I am over the myth. I need my mommy and my friends. They need me, too.
Sustainable is a good word, not a bad word
It means more than just growing organic crops so you don't kill the soil. It means research. Everything I do now makes me think of this word. How many extra-curricular activities can my kids reasonably sustain? How much square footage of a house can be heated economically so I don't run out of cash? How sustainable are my habits and hobbies? Where I live in the mountains, it's common for neighbors to announce they are going 'off the mountain' and take orders for things that anyone needed from the civilization of boxed stores 90 minutes away. It's always gratifying not to be able to think of anything.

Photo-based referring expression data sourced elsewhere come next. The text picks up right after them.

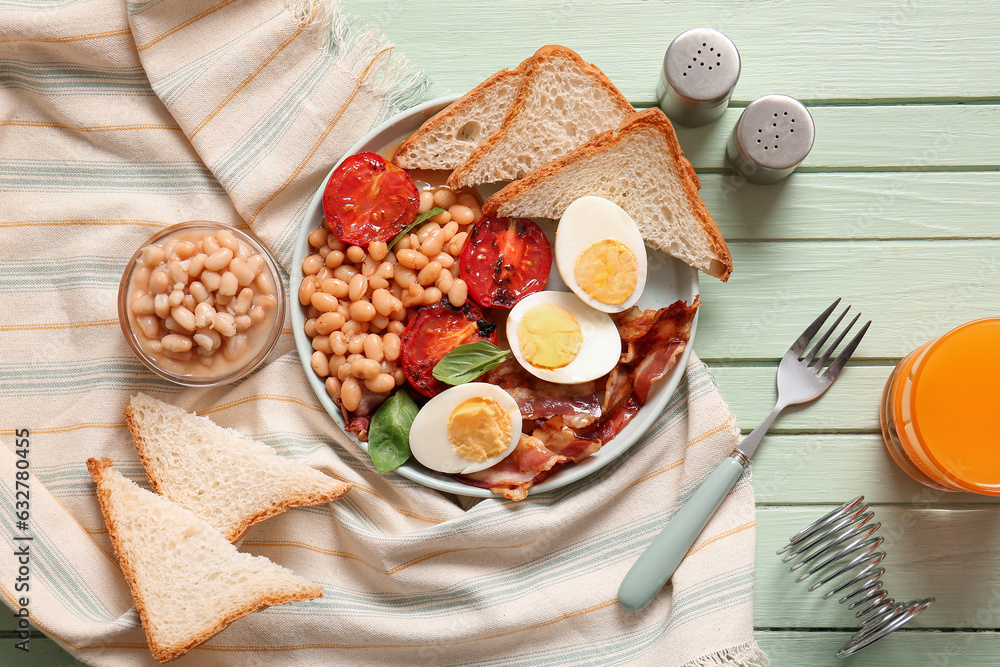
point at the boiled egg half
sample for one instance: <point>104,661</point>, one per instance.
<point>466,428</point>
<point>559,338</point>
<point>600,254</point>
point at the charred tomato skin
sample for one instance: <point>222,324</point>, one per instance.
<point>504,260</point>
<point>434,332</point>
<point>368,199</point>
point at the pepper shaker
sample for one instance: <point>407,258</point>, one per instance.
<point>700,70</point>
<point>773,135</point>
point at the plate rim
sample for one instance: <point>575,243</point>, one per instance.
<point>565,476</point>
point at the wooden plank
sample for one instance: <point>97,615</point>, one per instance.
<point>912,290</point>
<point>834,206</point>
<point>871,50</point>
<point>948,553</point>
<point>833,468</point>
<point>818,649</point>
<point>849,406</point>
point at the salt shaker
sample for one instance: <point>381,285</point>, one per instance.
<point>700,70</point>
<point>773,135</point>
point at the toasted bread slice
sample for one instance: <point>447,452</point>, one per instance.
<point>447,138</point>
<point>562,102</point>
<point>641,168</point>
<point>226,478</point>
<point>188,582</point>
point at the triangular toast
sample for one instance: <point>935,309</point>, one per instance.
<point>448,137</point>
<point>562,102</point>
<point>228,479</point>
<point>641,168</point>
<point>188,582</point>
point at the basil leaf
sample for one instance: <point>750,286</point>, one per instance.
<point>389,432</point>
<point>419,219</point>
<point>467,362</point>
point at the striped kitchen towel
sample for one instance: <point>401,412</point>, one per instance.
<point>118,119</point>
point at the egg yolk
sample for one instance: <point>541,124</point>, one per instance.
<point>479,429</point>
<point>549,336</point>
<point>607,271</point>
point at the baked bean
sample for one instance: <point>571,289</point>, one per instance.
<point>310,265</point>
<point>350,394</point>
<point>225,324</point>
<point>334,259</point>
<point>228,284</point>
<point>244,274</point>
<point>444,282</point>
<point>404,276</point>
<point>227,240</point>
<point>333,387</point>
<point>445,198</point>
<point>176,343</point>
<point>429,273</point>
<point>148,325</point>
<point>336,287</point>
<point>345,272</point>
<point>324,302</point>
<point>362,311</point>
<point>431,296</point>
<point>385,303</point>
<point>211,280</point>
<point>381,383</point>
<point>461,214</point>
<point>320,363</point>
<point>243,301</point>
<point>456,243</point>
<point>183,317</point>
<point>220,259</point>
<point>390,346</point>
<point>355,253</point>
<point>358,287</point>
<point>317,237</point>
<point>306,289</point>
<point>209,245</point>
<point>412,259</point>
<point>426,201</point>
<point>363,368</point>
<point>310,327</point>
<point>373,347</point>
<point>265,283</point>
<point>329,322</point>
<point>441,218</point>
<point>414,296</point>
<point>444,259</point>
<point>378,250</point>
<point>143,305</point>
<point>458,292</point>
<point>353,328</point>
<point>234,347</point>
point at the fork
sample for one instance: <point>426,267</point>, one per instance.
<point>799,380</point>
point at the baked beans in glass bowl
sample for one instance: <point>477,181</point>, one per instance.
<point>201,303</point>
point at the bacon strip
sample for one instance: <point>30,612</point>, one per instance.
<point>530,462</point>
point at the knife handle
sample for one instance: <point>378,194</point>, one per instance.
<point>649,574</point>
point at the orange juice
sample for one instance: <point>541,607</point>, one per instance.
<point>941,410</point>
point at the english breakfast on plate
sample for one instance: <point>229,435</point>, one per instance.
<point>505,289</point>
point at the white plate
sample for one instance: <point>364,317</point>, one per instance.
<point>668,280</point>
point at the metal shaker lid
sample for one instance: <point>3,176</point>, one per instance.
<point>700,70</point>
<point>773,135</point>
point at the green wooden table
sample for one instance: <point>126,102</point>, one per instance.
<point>896,210</point>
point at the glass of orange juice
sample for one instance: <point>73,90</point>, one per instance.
<point>941,410</point>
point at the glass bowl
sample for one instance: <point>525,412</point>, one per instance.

Live only up to your own expectations
What if we all got off our collective butts and did what we said we wanted to do instead of what we think we must? What if we didn't care about that look our parents give us that says "Why didn't you become an accountant or a corporate lawyer?" That would look amazing. I bet it would feel amazing, too. What if we stopped blaming others for our predicaments? What if we stopped waiting for someone else to fix it?